RDS: I am assumong there are 2 separate R packages, namely DataBook, or Databook, and CalculationSystem. So there will be three packages overall, those two plus InstatExtras, or RInstatExtras

c) I like InstatExtras (or RInstatExtras) as the name for the package. I much prefer that to the current name.

RDS: Goodie: Let's rename it then - you in the package and me in the help.

d) Adding the Title and Description is very straightforward. I can do that from my side.

Points a, c, and d are all very straightforward to do and can be done by Friday.

rdstern commented 2 weeks ago

@lilyclements thanks. My responses are inserted above.

lilyclements commented 2 weeks ago

Great. graph_one_variable is from the data_book so is not in the stand alone file. We'll leave this one for now until we work on the data_book package if that's ok?

RDS: Oh that's fine of course.

I've added in slopegraph, a Title and Description, and renamed the package

I've also updated the package so we now should have them all up to wandlplot (the most recent one in the file on my branch).

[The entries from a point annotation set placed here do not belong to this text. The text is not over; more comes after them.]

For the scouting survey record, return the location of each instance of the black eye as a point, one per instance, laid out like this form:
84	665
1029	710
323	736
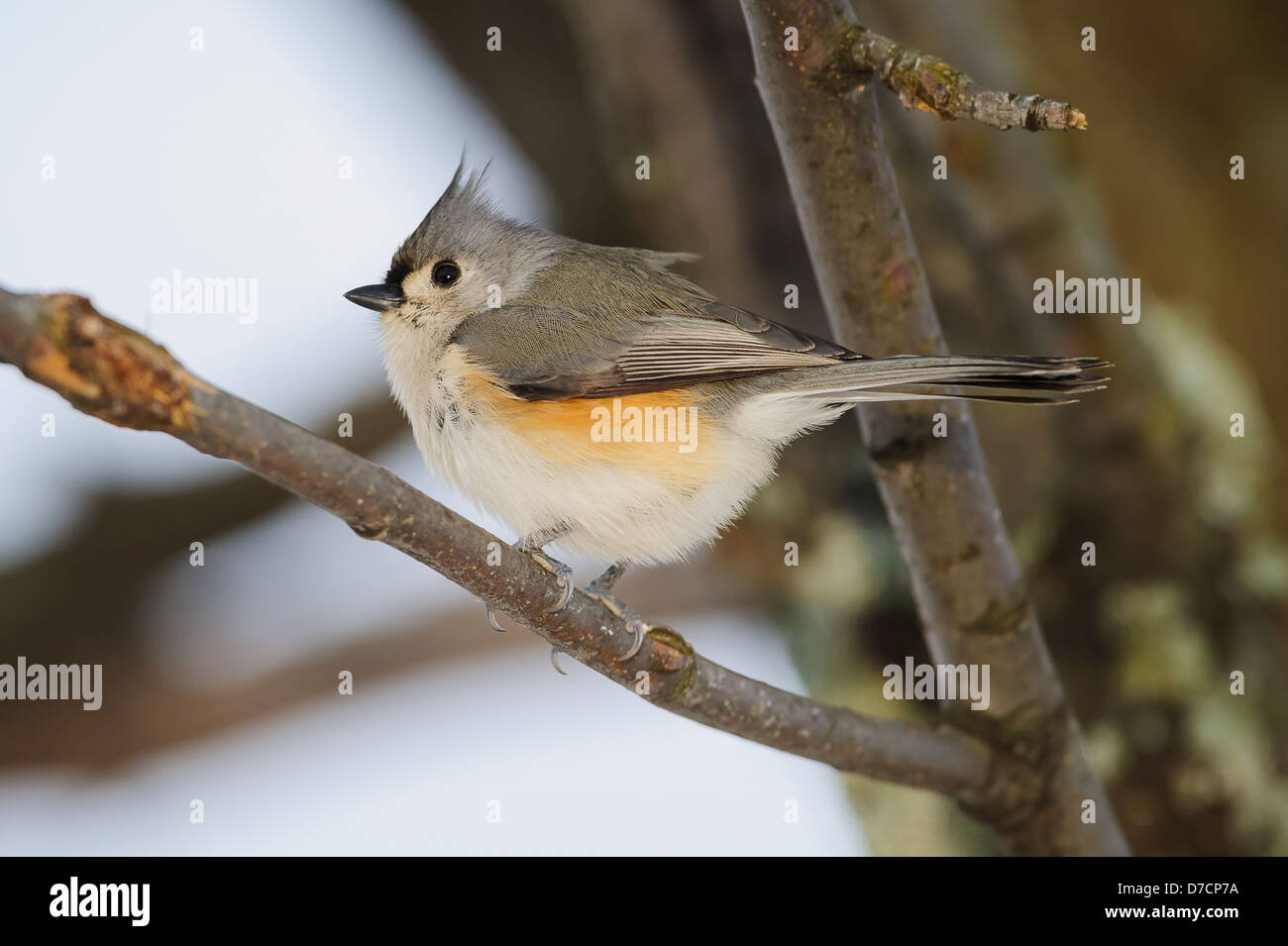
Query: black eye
446	273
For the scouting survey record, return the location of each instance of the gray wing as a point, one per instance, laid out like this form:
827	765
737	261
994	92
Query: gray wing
554	354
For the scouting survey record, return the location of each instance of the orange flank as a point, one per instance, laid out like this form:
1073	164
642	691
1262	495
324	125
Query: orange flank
660	433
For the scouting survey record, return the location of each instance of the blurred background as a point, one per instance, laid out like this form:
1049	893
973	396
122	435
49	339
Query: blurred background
296	145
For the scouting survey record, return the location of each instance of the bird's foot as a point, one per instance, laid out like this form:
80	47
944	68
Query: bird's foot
634	622
563	573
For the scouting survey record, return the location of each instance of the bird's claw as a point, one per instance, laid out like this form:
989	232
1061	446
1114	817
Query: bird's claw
634	622
490	618
563	573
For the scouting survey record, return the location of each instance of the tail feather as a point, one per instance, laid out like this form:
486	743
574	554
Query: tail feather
1016	378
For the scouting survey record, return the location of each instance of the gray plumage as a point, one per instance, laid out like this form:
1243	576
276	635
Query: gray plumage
614	321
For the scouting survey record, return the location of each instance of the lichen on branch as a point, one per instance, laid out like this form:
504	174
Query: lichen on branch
928	84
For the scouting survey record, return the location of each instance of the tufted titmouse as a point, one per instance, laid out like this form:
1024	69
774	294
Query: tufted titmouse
590	396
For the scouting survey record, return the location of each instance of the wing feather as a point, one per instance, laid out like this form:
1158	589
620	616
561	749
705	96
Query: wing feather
541	353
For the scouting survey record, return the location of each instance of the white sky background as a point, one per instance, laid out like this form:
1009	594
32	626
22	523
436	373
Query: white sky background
224	163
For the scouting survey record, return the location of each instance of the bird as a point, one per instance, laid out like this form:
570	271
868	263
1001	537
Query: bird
596	400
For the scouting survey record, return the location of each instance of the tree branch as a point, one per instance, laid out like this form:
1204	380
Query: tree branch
112	372
926	82
966	581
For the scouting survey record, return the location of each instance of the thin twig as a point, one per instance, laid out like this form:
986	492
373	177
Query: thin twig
926	82
112	372
967	585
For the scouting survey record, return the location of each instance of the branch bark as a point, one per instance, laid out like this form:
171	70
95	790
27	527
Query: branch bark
112	372
926	82
966	581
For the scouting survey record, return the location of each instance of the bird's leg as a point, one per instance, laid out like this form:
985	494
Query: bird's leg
601	589
531	546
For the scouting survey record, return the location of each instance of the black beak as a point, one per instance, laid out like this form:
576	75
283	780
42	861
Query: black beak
377	297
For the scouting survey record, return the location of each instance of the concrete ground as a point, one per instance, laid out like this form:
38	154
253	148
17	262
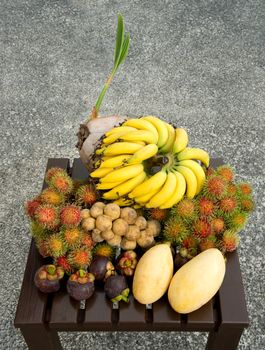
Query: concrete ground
198	63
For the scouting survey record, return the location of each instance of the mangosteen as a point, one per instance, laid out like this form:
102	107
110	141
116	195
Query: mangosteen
116	288
127	262
47	278
102	268
80	285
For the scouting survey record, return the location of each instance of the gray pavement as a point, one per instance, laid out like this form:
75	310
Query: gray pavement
199	64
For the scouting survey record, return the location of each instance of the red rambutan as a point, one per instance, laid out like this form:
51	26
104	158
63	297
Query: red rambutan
228	205
190	242
202	228
186	209
225	172
230	241
52	172
72	236
218	225
207	243
63	263
31	206
247	204
51	196
56	246
62	183
86	195
158	214
70	215
47	216
80	258
206	207
244	188
231	189
175	230
215	187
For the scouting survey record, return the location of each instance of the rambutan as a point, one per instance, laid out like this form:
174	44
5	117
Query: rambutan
72	236
53	172
31	206
62	183
225	172
247	204
244	188
87	241
237	221
228	205
206	207
217	225
37	231
86	195
157	214
47	216
231	189
51	196
207	243
56	245
63	263
185	209
230	241
214	187
80	258
202	228
175	230
190	242
104	249
70	215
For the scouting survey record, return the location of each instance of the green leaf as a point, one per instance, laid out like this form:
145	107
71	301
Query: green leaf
119	39
125	48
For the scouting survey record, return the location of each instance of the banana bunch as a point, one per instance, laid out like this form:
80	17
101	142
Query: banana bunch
146	162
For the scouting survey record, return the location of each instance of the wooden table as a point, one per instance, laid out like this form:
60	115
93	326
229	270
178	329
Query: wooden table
40	316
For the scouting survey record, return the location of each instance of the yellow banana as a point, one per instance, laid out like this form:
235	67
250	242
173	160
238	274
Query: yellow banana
119	148
118	129
151	184
190	180
178	193
170	141
107	185
101	172
125	187
144	199
145	152
161	129
115	161
123	174
142	124
181	140
165	193
116	136
123	202
194	153
140	135
198	172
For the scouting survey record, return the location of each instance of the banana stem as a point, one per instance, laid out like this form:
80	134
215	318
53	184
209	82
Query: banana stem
102	94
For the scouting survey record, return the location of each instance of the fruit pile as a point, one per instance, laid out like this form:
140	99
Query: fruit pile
119	227
146	162
213	218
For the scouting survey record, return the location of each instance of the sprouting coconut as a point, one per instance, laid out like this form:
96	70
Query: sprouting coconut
96	126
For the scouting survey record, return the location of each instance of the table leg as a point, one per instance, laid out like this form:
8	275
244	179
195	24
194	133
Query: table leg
39	337
225	338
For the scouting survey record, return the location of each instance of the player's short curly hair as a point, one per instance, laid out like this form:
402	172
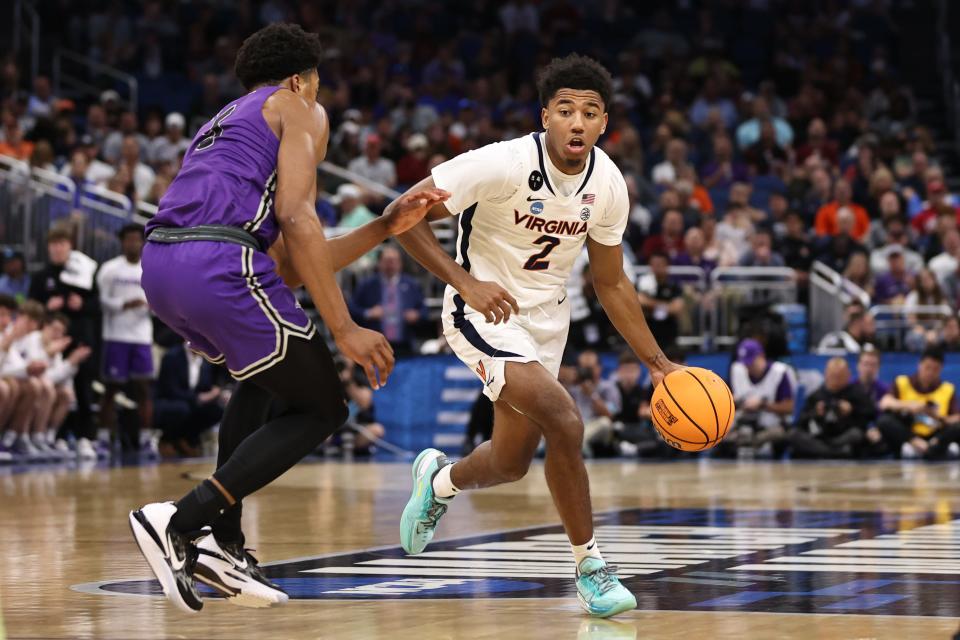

The new documentation is available here

@lilyclements that's great. Many thanks. This is a great new addition to R-Instat.

@rachelkg this is the version to link to.

lilyclements commented 2 weeks ago

@rdstern I started having a go at the databook. I've done about half of the functions - which is approximately 130!

Here is the manual for it so far

rdstern commented 2 weeks ago

@lilyclements that's great. You say 130 functions. Is that in total, or the half so far???

lilyclements commented 2 weeks ago

@rdstern approx 130 is the number so far! A lot aren’t used in dialogs but are more internal usage. But this is definitely more than I expected!

rdstern commented 2 weeks ago

@lilyclements I saw quite a number of functions in the Extras that looked as though they were for internal use. I often also see that aspect mentioned in R reference guides. Is that done automatically, or could it be something you could ask to be noted? It should be quite easy to note that some functions are called by others, while some tend to do the calling instead?

lilyclements commented 2 weeks ago

@rdstern yes I see your point. I’m pretty certain that can be done very straightforwardly. Do you know which functions are used only internally?

Perhaps I’ll list them all on a spreadsheet and you can give an “x” to the ones which you want to see the help files for? (Or however you’d like to do it). I know you asked for “graph_one_variable” the other day so perhaps you could give an indicator when you find one you do want to include in the help document?

There’s other ways I can sort this out too if that isn’t a good use of your time!

rdstern commented 2 weeks ago

@lilyclements no I want them all, internal or not! I was just hoping chatGPT could detect that feature and include a sentence in the description!

lilyclements commented 2 weeks ago

@rdstern I can try - I guess it's not clear which are called in other dialogs. They might be called both here and in other dialogs (I'm not sure, perhaps the keys related ones, for example?)

lilyclements commented 2 weeks ago

@rdstern I have updated the manual to include a further set of functions. There is just shy of 200 now!

We've also got two other functions added too which aren't part of the data_sheet set, but called in the data sheet.

I need to add in those from the data_book next!

rdstern commented 2 weeks ago

And I'm pretty excited by the latest addition to the data sheet functions, by @N-thony so we have scalars as metadata as well as filters and selects. With the ndata book, I guess we'll approach 400!